"I tell you, my child," this aged file would remark, polishing his spectacles with a red silk handkerchief,—"I tell you, the popular perception wants nicety; wants delicacy; wants capacity to distinguish between the noisy, bustling style of operation by which it loves to be deceived,—Populus vult decipi,—and the silent, almost imperceptible agencies through which all really great results are accomplished."
Having heard this chaste sentiment repeated daily for about three years, my boy, the very practical hardware chap began to find his nature growing embittered, and resolved to do something desperate. So, one morning, after listening quietly to the essay of the aged file, and refusing to tell a small boot-blacking child of six years old the lowest price for one of Jones's Patent steam-ploughs, this cast-iron chap suddenly removed his hands from around an object on the counter, which he had, apparently, been attempting to conceal, and revealed to view a boy's lignum-vitæ peg-top, which stood seemingly exactly balanced on its steel tip.
"Who would think now," said he, reflectively, "that it could be turning all the time?"
The aged file advanced his blue spectacles to the very verge of the top, and says he:
"Well, now, it's wonderful, an't it? Any one would think, to look at that simple toy, that it stood perfectly still; and yet its velocity of movement must be prodigious. Go into yonder street," exclaimed the aged file, dropping his umbrella in the excitement of the moment,—"go into yonder street and bring in any man you please, and that man could swear that this top is not spinning at all. And why? Simply because the velocity of this top, being several millions of revolutions per minute, is greater than his ignorant eye can comprehend. Upon my soul!" ejaculated the aged file, bending once more to the top, with great enthusiasm, "upon my soul! it's wonderful."
Over the counter came the hardware chap, with one bound, and says he:
"Why, you durned old fool, the top an't moving at all!"
And sure enough, the very practical cast-iron chap had just stuck the top up with his hand, in order to bring the popular perception theory of the aged file to grief.
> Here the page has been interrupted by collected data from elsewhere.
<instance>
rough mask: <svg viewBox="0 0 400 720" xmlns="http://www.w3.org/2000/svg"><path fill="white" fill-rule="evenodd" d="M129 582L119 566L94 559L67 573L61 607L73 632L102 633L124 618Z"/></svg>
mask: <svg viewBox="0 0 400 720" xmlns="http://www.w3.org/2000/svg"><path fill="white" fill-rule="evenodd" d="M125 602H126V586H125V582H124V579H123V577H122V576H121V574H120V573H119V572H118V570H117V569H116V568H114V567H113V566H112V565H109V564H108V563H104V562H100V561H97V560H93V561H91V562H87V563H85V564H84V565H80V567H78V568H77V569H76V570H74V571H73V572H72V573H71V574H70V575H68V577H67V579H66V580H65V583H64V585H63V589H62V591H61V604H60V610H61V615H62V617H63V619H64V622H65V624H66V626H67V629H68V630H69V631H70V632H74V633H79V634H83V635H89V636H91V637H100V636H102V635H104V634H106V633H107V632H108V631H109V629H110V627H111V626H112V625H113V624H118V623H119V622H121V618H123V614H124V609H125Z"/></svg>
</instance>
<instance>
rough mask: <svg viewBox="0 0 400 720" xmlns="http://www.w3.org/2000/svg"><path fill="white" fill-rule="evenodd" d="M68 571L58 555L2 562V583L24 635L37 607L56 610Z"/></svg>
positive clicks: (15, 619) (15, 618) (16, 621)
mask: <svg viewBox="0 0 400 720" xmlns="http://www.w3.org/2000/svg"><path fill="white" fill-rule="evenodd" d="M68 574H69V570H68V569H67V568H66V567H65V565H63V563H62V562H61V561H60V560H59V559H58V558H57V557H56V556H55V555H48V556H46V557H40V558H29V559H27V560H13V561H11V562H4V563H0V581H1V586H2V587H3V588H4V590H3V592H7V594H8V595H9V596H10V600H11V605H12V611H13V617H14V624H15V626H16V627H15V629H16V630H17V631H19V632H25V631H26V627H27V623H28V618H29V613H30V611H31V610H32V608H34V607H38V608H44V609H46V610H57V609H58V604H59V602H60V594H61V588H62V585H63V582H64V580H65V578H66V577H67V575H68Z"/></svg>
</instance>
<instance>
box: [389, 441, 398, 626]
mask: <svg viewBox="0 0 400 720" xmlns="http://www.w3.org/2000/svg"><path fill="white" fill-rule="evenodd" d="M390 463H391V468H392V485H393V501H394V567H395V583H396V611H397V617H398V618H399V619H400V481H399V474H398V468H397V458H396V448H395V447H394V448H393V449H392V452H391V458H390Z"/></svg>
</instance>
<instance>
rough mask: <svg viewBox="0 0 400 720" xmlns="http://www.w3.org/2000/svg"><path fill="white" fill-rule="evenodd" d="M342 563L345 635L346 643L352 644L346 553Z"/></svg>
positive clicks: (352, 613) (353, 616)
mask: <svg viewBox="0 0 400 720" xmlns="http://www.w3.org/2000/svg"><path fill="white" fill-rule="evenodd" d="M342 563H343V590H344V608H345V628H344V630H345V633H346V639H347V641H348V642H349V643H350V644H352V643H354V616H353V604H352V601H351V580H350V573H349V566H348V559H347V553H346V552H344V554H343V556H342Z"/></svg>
Ordinary persons, my boy, observing the Mackerel Brigade any time these three years, might think it was not moving at all; but we know its General to be the Top of the heap, and we know that he is making revolutions—in the whole art of war.
Let, then, the venerable and strategical Mackerel Brigade strike off impressions of itself in the mud before Paris; while the conic section, under Colonel Wobert Wobinson, walks calmly through the depths of storied Accomac; while Captain Samyule Sa-mith and the Anatomical Cavalry prosecute Confederate railroad researches, and Rear Admiral Head's iron-plated squadron keeps watch and fishes for bass near the captured Fort Piano, on Duck Lake. For the present, be mine the pleasanter duty of imperfectly reporting that stately Ball at the Patent Office, which clinched the re-inauguration of our Honest Abe, and was attended by none of the old aristocracy of the capital, save those who had received invitations.